“Pest” Control Not Culpable Adverse Action
After an employer sacked a manager who had queried her superannuation entitlements, the federal circuit court found no culpable adverse action by the employer. In another in a recent series of decisions which is demonstrating that culpable adverse action is proving harder to claim, the court found that the employee had in fact not exercised, or planned to exercise, any rights at all.
The manager had asked a friend, a former employee, to check out if she, the manager, was entitled to superannuation from the company. This was because, up until that time, the manager was treated like a franchisee, an employer in her own right. However, evidence was available which suggested that the manager should be treated as an employee. This is what the court found when it examined all the issues; that on balance the manager was in fact an employee, so her entitlement (or workplace right) to superannuation was valid.
The problem for the manager was that in asking the friend to investigate, the manager had not talked to her employer but the employer found out of the manager’s actions from third parties. This was not the first time the manager had acted in a way which undermined the trust between the parties. The employer described the manager as a “pest” and considered her conduct “as underhanded and divisive”. The court agreed that the manager had in fact acted in way which meant the employer “had lost trust and confidence in” the manager.

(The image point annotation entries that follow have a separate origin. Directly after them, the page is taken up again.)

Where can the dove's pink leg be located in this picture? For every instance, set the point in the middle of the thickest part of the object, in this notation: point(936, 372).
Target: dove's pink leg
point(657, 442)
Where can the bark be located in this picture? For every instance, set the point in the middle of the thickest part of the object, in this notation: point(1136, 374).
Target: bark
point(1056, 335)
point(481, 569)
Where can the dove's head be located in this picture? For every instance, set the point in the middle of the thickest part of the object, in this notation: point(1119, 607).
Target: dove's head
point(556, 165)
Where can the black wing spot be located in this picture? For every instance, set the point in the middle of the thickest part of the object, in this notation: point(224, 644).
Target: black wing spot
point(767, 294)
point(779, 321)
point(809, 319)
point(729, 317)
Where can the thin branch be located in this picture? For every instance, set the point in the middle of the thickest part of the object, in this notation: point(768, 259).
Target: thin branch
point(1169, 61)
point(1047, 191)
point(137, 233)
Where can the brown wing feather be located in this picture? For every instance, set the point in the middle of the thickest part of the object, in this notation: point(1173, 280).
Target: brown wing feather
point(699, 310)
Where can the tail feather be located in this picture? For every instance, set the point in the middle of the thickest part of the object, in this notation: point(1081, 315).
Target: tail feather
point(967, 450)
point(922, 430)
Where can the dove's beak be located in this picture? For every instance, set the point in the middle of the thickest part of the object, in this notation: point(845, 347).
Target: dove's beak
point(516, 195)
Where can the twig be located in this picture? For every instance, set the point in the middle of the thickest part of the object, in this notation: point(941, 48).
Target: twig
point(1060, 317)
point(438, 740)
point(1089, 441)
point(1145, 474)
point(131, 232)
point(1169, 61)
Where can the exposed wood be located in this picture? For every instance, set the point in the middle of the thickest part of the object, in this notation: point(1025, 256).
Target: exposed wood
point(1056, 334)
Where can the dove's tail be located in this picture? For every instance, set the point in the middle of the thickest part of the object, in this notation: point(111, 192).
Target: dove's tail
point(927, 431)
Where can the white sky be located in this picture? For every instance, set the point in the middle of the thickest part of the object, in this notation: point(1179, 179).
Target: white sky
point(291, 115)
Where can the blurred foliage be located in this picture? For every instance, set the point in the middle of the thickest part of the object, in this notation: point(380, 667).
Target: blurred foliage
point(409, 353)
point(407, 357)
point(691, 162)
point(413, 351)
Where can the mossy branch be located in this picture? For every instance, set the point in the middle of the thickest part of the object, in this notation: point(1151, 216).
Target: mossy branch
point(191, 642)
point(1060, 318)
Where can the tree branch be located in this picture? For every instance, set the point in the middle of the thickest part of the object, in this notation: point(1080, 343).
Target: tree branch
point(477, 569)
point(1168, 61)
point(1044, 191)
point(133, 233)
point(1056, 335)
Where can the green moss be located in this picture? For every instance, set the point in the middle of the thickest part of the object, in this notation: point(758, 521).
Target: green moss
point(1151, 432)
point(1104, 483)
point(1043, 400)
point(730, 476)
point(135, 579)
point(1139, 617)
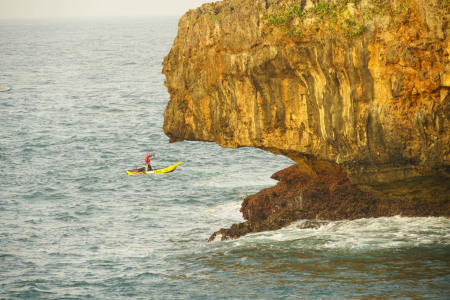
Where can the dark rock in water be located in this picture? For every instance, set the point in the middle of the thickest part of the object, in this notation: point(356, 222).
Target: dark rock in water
point(366, 117)
point(317, 191)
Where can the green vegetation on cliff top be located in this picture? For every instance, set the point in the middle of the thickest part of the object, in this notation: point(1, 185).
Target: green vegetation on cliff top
point(348, 17)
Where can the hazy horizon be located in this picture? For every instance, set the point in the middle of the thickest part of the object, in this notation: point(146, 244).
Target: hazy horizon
point(63, 9)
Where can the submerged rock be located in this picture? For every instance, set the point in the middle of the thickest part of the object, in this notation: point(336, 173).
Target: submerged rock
point(364, 114)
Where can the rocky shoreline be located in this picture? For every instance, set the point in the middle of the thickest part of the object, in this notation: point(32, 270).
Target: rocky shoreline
point(357, 93)
point(316, 191)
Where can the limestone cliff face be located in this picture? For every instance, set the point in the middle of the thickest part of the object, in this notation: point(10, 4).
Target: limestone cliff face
point(377, 104)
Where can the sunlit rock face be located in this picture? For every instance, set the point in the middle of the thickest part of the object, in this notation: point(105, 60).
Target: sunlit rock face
point(376, 104)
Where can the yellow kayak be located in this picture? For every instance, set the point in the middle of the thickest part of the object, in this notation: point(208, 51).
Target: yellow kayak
point(141, 171)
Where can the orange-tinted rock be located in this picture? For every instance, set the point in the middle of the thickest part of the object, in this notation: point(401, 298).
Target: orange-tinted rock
point(376, 106)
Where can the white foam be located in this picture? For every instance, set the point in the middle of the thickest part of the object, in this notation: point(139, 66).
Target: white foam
point(374, 233)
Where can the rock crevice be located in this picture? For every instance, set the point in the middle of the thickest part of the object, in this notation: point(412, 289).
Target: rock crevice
point(376, 106)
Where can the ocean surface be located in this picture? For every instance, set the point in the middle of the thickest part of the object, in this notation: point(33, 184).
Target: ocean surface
point(87, 104)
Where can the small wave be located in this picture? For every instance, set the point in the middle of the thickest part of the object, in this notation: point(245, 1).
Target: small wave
point(374, 233)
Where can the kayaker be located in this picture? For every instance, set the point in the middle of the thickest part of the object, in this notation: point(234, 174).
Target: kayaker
point(147, 163)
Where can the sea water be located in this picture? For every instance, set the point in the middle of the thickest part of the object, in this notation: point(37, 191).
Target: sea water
point(87, 104)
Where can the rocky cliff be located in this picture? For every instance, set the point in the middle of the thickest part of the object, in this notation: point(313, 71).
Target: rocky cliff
point(356, 92)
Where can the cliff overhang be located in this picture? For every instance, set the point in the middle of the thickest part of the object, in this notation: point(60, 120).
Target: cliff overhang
point(357, 93)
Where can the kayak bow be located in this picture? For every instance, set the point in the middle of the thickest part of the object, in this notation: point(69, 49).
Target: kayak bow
point(141, 171)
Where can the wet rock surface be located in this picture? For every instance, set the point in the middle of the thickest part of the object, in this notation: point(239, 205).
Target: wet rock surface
point(376, 107)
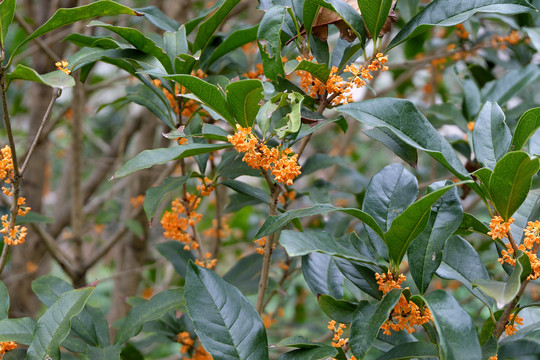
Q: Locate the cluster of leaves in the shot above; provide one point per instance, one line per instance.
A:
(433, 234)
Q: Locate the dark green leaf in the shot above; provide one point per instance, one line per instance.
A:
(208, 94)
(511, 181)
(527, 125)
(54, 325)
(149, 158)
(457, 333)
(55, 79)
(226, 323)
(367, 321)
(338, 310)
(64, 17)
(243, 98)
(438, 13)
(175, 253)
(153, 309)
(425, 252)
(491, 136)
(19, 330)
(416, 349)
(155, 195)
(209, 27)
(375, 13)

Direct evidence was led which supported the employer’s evidence that the issue of paying superannuation was not what caused the termination of the relationship, but the manner in which the manager had gone about her enquiries and activities. In fact the employer had welcomed an approach from the managers’ association to discuss the issue at an upcoming conference.
In these cases, the court looks for the ‘real’ reasons for the adverse action taken by the employer. That is why it is so important for the decision-maker to give direct evidence. In this case, the court found no culpability (and therefore no damages) because the employer did not act for a prohibited reason, but for the reasons stated.
Adverse action claims are expensive to run because they are resolved in court and there is no cap on damages like there is for unfair dismissal. If a case is brought against an employer, the decision-maker must be involved from the very beginning and front the court if the employer is to have a serious chance of beating the claim.